Luke saw the words slip past Carla’s cool, tightly held surface and knew as clearly as if she had shouted it that she was remembering what had happened three years before, the night she had graduated from high school, stood in front of him and declared her love.
Most nights Luke might have been able to smile and send Carla on her way feeling no more than a little embarrassed for her sweet declaration. But it hadn’t been most other nights. It had been one of the nights when his elemental hunger for Cash’s little sister had driven Luke to the temporary relief of straight Scotch. Instead of turning away from her, he had come to his feet, grabbed her and kissed her with every bit of the wild hunger in him. When she had tried to slow him down, to talk to him, he had lashed out.

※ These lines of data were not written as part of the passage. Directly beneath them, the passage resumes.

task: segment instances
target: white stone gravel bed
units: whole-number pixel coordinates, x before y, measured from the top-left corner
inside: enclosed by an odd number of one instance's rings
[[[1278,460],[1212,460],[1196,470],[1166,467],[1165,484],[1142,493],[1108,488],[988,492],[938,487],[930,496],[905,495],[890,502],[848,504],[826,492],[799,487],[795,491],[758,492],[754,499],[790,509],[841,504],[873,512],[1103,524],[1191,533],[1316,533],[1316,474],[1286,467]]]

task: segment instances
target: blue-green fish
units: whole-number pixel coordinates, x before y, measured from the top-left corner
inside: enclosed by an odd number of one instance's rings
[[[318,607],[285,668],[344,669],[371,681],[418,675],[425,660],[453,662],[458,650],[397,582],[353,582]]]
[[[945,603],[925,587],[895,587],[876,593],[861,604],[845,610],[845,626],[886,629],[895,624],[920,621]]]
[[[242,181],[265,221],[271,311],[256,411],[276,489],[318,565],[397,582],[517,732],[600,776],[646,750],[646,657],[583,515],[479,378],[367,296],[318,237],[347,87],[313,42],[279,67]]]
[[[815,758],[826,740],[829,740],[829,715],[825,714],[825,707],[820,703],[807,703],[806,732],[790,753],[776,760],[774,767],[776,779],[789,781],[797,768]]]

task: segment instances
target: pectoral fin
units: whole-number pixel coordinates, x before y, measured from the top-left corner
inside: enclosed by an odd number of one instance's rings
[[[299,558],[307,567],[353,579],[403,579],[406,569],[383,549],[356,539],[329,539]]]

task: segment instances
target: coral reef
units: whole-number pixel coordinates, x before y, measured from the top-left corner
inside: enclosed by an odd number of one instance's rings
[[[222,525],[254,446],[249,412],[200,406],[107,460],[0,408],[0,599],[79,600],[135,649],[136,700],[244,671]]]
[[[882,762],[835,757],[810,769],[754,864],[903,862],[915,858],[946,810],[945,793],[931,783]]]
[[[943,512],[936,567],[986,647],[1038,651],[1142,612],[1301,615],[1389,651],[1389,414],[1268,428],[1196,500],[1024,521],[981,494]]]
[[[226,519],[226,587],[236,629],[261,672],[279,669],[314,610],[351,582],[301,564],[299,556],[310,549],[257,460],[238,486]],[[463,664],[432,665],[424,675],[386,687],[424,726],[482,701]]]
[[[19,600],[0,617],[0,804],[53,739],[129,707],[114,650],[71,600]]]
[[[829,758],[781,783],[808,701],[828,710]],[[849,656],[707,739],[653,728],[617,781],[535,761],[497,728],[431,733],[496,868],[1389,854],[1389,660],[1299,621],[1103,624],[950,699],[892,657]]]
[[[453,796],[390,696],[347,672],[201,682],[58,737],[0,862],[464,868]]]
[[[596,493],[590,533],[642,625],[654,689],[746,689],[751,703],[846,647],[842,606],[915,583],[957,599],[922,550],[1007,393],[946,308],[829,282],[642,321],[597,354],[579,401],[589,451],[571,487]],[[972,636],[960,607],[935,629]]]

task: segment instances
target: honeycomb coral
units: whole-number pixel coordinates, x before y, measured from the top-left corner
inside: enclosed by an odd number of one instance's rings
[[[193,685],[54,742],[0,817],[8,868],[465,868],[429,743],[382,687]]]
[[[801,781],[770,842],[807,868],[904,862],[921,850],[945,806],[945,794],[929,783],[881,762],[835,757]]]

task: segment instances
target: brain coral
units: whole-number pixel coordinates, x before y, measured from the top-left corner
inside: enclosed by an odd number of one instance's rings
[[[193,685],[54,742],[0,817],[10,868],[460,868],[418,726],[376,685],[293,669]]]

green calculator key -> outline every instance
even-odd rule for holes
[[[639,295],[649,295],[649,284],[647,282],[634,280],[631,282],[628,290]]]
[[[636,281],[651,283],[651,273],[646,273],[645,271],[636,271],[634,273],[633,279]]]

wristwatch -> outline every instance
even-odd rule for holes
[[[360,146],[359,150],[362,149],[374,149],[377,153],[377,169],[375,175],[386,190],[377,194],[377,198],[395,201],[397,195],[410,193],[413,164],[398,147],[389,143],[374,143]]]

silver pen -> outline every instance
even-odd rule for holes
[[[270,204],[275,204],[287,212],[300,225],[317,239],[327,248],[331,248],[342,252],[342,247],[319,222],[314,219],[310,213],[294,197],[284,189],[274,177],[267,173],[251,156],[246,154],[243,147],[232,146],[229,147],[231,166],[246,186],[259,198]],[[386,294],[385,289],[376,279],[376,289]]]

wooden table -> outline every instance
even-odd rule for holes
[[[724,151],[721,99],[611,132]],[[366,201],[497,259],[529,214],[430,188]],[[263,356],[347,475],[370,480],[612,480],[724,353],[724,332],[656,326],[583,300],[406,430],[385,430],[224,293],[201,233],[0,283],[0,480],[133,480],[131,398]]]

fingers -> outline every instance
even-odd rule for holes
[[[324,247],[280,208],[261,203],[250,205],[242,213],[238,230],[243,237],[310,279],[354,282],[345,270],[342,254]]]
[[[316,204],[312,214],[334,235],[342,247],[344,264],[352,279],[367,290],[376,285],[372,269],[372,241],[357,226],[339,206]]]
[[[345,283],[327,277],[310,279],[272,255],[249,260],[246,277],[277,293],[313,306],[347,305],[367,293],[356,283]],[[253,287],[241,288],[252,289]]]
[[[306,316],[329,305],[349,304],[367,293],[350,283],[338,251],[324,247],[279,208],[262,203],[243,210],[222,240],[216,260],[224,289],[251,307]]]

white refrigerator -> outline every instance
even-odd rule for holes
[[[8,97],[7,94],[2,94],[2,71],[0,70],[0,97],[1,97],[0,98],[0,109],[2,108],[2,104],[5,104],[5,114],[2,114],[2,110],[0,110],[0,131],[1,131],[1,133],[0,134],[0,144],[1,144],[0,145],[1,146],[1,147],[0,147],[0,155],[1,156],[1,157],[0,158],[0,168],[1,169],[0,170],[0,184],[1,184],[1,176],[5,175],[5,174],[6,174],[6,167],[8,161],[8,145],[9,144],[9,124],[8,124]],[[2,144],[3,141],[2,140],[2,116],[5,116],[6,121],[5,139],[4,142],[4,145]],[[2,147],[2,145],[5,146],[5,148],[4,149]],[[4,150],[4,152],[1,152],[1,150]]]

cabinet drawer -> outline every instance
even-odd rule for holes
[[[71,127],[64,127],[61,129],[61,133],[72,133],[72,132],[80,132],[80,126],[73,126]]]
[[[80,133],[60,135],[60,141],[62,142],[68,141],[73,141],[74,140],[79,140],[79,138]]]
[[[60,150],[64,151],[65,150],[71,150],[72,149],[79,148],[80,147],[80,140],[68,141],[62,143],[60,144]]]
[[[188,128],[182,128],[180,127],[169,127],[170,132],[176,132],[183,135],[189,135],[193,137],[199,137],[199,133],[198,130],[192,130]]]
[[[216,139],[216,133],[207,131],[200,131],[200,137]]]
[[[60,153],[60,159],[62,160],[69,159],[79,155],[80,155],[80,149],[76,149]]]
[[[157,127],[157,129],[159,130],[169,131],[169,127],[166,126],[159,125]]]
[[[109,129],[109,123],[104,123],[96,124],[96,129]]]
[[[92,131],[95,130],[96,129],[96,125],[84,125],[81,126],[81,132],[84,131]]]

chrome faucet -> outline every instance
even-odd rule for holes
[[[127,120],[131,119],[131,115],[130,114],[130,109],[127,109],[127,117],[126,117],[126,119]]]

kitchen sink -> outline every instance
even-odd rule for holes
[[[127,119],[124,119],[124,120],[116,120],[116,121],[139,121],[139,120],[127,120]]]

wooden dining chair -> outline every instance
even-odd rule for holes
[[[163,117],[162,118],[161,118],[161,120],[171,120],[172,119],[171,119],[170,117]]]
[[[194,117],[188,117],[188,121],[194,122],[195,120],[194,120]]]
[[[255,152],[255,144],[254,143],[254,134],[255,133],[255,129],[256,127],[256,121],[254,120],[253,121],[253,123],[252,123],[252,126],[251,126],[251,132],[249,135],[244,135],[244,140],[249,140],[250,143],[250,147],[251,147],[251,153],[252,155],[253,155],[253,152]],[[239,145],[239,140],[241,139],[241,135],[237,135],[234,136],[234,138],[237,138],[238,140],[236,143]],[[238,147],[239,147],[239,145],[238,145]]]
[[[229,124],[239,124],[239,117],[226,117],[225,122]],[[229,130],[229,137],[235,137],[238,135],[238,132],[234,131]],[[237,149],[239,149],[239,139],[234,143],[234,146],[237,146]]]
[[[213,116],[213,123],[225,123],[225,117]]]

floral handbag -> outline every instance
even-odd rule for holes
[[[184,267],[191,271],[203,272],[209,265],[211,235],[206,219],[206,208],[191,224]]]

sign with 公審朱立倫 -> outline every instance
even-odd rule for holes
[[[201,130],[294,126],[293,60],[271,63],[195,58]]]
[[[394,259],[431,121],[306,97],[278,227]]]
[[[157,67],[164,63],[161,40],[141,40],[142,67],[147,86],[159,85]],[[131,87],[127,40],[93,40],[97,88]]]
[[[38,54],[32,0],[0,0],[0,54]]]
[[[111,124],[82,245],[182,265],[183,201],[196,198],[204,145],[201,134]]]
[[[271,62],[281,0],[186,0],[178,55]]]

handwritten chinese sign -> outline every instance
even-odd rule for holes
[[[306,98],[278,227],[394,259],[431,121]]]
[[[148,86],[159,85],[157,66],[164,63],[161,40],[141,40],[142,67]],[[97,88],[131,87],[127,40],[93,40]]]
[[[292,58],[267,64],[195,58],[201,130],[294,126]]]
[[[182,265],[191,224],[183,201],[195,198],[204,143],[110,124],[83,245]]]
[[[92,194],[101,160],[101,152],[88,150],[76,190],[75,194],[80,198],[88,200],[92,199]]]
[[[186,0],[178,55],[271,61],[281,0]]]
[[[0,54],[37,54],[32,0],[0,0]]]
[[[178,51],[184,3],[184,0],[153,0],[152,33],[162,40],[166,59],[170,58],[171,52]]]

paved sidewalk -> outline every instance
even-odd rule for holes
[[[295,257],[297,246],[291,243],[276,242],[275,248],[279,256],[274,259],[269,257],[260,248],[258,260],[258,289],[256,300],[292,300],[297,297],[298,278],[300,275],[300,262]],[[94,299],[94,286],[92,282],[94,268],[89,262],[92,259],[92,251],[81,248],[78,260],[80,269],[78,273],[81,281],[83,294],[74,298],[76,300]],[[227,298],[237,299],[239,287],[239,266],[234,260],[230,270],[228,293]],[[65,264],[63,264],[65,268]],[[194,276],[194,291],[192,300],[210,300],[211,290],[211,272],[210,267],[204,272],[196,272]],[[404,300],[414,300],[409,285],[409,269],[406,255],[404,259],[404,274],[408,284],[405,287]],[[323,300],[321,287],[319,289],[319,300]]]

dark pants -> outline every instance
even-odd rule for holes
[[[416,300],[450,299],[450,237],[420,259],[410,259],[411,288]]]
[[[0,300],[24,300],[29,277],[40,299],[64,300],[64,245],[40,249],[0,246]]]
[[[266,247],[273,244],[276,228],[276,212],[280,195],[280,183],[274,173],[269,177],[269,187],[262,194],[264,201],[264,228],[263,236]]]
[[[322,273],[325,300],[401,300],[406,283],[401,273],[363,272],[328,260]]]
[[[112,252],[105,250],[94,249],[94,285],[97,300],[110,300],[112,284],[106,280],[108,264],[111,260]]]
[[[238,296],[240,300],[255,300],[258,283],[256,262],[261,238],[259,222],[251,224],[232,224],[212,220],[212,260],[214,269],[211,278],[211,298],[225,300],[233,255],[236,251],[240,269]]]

What did you think a man wanted from a woman who loves him, school girl? And there’s the problem, isn’t it? You’re a girl mouthing woman’s words and I’m a man on fire. Run, school girl Run like hell and don’t come back.
Carla had taken Luke at his word. She had run and she hadn’t come back. And he had locked himself up in the barn with his tools, transforming his yearnings into gleaming shapes of wood – chair and dresser, headboard and footboard, beautiful furnishings for the dream that could not come true.
"Ah, well, live and learn," Carla said.
"What have you learned, sunshine?" Luke asked.
He saw the ripple of emotion in her clear eyes as he called her by the old nickname. But the emotion passed, and she was again watching him with the combination of distance and coolness that she had used on him whenever she couldn’t avoid him.
"I’ve learned that being adventurous is another name for being a fool." she said.
Luke saw the tiny flinch she couldn’t conceal and knew that he had hurt her. He hadn’t really intended that. He had just wanted to see something besides aloofness and distance in her beautiful eyes.